No one in the Government wants to see poverty increasing or reported increases in food bank use. The recent poverty statistics are, of course, disappointing. However, child poverty in Scotland has remained the same or decreased across all four of the main measures in the three years to 2017-18, compared with the three years to 2009-10. The statistics published in March this year represent a year—2017-18—when some families struggled to keep pace with rising costs, including a higher level of inflation, which the hon. Member for Glasgow South West (Chris Stephens) referred to, but since then there has been a year of real wage growth. Earnings have outpaced inflation for 13 months in a row, with real wages growing 1.6% on the year. The statistics do not reflect the substantial additional funding for our welfare system announced in the last financial year, which are only just beginning to take effect.
Increasing the rate of employment is not, however, the limit of our ambition. The Government have gone much further than previous Governments to support working people and have set out their ambition in the Chancellor’s spring statement to end low pay across the UK. UC works alongside other policies introduced by this Government to promote full-time employment as a way out of poverty and towards financial independence. In particular, it offers smooth incentives for people to increase their hours, and we are confident that as UC reaches more working families we will see more working full time.
Our national living wage, which is among the highest in the world, is expected to benefit more than 1.7 million people; and the increase to £8.21 from April this year will increase a full-time worker’s annual pay by more than £2,750 since 2016.
The Minister makes a point about the living wage, but it is not a real living wage as defined by the Living Wage Foundation. Also, it is not available to people under the age of 25. Why does he think that a 16, 17, 18, 19, 20, 21, 22, 23 or 24-year-old in the same job as a 25-year-old is not entitled to the same wage?
I thank the hon.

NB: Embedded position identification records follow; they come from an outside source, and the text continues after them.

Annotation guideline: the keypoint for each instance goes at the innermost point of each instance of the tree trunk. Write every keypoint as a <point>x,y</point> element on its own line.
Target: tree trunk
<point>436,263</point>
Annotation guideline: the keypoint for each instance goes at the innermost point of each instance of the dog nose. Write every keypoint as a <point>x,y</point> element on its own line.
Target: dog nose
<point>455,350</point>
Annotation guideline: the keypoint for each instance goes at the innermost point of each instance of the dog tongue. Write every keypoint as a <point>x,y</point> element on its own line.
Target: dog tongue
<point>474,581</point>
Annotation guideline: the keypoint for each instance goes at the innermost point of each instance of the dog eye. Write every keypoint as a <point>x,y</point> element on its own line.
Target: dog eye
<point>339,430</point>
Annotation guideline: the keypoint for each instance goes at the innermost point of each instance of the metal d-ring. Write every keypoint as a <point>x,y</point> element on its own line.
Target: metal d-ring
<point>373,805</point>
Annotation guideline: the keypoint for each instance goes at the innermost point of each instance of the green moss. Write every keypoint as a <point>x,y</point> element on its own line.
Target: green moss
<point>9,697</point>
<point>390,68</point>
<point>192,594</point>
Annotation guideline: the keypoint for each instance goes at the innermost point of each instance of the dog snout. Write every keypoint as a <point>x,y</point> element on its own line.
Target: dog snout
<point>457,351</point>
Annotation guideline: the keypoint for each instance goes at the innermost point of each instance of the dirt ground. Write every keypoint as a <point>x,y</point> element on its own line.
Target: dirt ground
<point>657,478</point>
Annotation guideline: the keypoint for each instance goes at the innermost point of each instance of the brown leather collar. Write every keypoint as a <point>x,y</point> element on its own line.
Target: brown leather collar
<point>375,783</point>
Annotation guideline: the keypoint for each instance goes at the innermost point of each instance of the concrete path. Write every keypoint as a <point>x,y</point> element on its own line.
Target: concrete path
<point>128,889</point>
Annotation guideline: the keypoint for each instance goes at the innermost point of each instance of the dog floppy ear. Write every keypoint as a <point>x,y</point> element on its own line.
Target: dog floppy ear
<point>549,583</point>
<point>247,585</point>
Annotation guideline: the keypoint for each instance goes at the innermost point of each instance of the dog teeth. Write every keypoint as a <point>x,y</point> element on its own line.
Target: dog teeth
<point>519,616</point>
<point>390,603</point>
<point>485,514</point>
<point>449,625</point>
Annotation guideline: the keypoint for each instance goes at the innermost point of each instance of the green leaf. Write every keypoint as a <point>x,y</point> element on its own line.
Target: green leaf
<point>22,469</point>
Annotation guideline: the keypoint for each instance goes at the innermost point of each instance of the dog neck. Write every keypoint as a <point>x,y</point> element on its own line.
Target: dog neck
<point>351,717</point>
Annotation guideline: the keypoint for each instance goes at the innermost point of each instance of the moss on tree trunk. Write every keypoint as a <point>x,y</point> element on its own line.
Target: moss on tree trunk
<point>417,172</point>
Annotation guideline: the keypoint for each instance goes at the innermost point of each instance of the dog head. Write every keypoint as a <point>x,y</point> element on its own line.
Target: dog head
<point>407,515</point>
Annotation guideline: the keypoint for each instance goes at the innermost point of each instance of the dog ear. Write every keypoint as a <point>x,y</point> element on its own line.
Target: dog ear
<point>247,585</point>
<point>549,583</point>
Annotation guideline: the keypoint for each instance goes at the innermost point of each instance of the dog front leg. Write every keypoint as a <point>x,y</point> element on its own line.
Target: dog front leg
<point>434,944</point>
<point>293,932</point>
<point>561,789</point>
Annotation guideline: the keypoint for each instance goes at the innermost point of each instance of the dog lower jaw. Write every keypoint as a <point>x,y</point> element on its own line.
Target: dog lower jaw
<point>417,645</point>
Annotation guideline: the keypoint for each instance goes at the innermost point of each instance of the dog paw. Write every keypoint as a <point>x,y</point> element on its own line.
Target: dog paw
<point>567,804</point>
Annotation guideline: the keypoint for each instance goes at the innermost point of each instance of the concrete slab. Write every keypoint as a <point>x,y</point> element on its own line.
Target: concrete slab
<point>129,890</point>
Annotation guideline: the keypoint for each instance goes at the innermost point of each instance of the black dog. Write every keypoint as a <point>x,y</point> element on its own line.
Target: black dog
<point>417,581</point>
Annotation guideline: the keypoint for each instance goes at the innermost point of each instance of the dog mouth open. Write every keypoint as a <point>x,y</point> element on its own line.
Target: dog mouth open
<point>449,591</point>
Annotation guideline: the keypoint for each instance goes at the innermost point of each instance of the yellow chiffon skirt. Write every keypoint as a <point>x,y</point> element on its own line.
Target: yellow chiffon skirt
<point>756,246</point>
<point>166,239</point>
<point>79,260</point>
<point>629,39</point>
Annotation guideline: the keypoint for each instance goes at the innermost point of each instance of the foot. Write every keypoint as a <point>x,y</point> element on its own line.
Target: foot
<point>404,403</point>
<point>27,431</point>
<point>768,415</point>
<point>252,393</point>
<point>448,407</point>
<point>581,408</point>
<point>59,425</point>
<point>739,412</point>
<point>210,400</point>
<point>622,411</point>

Lady for her question. She has long campaigned on this issue. The national living wage that we have introduced will make a huge difference, but, referring to the wider point of poverty, I want to be clear that it is not just a Department for Work and Pensions issue. As part of my role, I want to work across the Government with my counterparts in other Departments—the Department for Environment, Food and Rural Affairs, the Ministry of Housing, Communities and Local Government, the Treasury and the Department of Health and Social Care—to tackle poverty in all its forms. We all have a part to play. I hear what she has to say, and I am happy to meet her at a later stage to discuss that issue at more length.